Six years after Winnie died, Arnold married Kathleen (Kit) Gawthrop.

“It was just a breath of fresh air,” Hollis Cavner, director of the Champions Tour’s 3M Championship, said. “What he’d went through with Winnie, and to find Kit, the love he’s got with her now, it really helped him tremendously. … She’s been super for him and a lot of fun to be around. She was absolutely the perfect thing for Arnold to get him back to being the Arnold we know and love.”

Palmer wasn’t the only one happy to welcome Kit into his life.

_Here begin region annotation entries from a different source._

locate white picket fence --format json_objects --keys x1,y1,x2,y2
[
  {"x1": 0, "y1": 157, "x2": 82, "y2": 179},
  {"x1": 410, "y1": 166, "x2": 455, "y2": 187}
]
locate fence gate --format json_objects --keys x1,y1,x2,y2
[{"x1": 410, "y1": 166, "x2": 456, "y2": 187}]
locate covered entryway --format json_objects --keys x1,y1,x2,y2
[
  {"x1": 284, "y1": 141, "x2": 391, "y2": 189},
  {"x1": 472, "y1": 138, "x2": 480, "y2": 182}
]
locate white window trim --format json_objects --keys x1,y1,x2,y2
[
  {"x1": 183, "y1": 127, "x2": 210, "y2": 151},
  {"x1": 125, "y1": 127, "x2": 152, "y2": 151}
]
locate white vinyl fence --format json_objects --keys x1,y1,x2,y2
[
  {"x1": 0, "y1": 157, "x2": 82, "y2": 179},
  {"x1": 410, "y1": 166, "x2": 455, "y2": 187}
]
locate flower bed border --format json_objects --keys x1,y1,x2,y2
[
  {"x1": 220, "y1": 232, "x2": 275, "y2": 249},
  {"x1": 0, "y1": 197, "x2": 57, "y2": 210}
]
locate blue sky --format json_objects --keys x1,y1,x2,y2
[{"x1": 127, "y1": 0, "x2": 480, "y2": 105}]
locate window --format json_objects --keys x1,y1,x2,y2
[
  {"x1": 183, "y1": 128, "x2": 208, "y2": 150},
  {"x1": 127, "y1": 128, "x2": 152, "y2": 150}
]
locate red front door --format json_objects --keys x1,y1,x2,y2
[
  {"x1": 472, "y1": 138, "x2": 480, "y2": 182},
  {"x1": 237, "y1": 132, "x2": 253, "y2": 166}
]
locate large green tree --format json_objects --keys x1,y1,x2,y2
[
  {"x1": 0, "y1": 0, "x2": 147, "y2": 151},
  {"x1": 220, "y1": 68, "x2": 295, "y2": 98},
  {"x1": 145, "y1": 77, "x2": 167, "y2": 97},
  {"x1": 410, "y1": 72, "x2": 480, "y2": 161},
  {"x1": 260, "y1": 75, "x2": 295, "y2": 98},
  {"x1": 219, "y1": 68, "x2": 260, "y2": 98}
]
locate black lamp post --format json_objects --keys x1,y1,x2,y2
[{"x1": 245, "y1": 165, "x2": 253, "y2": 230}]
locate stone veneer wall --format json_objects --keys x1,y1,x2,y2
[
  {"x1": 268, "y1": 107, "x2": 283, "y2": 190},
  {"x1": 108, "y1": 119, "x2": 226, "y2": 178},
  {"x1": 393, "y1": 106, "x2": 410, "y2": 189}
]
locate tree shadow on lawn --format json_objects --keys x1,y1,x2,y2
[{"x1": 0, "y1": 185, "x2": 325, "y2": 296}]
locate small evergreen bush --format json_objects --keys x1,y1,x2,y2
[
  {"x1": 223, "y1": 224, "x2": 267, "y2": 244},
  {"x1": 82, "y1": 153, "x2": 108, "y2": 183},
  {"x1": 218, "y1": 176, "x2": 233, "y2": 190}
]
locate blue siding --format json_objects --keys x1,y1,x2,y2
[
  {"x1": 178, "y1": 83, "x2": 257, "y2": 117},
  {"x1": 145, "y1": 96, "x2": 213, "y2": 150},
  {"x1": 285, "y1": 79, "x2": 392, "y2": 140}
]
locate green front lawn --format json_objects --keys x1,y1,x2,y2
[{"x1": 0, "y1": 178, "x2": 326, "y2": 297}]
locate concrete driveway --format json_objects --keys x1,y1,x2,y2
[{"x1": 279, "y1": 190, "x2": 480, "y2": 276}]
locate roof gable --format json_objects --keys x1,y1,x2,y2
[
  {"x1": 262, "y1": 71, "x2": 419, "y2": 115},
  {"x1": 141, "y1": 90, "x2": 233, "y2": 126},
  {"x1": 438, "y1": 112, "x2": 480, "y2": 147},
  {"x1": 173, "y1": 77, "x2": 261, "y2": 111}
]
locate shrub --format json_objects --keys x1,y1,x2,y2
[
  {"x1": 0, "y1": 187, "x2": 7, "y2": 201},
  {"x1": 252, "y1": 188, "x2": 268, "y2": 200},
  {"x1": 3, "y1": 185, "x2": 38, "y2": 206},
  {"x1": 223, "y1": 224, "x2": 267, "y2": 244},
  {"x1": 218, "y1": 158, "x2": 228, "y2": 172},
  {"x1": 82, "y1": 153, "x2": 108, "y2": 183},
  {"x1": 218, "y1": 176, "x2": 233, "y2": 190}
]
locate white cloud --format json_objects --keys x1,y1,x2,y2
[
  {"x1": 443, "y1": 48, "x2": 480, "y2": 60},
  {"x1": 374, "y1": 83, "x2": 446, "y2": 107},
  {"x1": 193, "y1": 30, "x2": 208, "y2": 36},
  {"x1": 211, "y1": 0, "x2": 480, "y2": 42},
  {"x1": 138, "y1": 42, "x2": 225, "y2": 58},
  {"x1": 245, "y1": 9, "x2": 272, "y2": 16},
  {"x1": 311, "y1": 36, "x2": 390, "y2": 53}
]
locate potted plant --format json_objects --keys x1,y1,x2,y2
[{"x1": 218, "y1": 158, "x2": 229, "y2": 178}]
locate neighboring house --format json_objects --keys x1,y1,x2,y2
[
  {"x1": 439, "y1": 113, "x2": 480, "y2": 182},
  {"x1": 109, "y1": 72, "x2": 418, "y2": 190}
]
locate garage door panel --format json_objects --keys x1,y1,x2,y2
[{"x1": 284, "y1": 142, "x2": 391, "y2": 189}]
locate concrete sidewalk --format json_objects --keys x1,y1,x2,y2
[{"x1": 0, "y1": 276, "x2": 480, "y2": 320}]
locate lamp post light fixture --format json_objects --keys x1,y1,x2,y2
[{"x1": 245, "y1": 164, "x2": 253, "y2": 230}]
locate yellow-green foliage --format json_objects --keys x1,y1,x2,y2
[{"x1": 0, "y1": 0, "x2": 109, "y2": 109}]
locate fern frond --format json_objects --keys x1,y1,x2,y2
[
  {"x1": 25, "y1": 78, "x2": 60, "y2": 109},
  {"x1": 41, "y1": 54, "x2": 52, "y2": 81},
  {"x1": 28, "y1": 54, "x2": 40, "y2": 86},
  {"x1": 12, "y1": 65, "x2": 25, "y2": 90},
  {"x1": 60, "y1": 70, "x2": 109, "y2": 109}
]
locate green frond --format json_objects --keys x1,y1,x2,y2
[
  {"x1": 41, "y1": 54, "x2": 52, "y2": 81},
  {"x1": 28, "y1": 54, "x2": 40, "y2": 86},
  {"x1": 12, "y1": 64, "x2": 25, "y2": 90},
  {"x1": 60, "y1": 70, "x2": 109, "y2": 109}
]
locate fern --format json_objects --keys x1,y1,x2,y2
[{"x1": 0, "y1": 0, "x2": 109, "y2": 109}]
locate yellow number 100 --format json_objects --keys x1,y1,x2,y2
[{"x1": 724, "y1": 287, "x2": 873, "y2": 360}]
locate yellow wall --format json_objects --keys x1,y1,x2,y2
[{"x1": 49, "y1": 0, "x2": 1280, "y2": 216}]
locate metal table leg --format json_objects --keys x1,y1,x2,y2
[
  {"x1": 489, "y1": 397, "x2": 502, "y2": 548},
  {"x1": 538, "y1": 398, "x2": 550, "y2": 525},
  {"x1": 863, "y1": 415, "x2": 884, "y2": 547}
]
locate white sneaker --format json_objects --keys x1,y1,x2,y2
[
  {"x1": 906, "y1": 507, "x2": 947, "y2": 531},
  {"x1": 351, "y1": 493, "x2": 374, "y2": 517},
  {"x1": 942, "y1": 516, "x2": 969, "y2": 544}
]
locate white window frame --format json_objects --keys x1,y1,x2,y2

“I think they were so totally different, my mother and Kit,” Amy (Palmer) Saunders said. “I think the companionship that Kit loves to watch sports, she loves to be at home and I think that’s really what my dad needs. I think he needed someone that enjoys the things he enjoys and I think that everybody embraced Kit in a way that I don’t think, I hope that she never felt that there was this looming presence of my mother.”

There is a looming presence of Winnie, but in a positive way.

“I don’t think it’s hard (living in Winnie’s shadow),” Kit said. “I think it’s nice to see (Winnie ever-present in Arnold’s life at Bay Hill), where she lived and the influence she had here.”

Of all the fortunes Palmer has acquired over the years, where he really struck it rich was in having found two women to share his life who shared him with the world. Both Winnie and Kit understood that as many perks as they would receive from being Mrs. Arnold Palmer, their relationship would be defined by what they gave … to Arnold and as a result, to the world.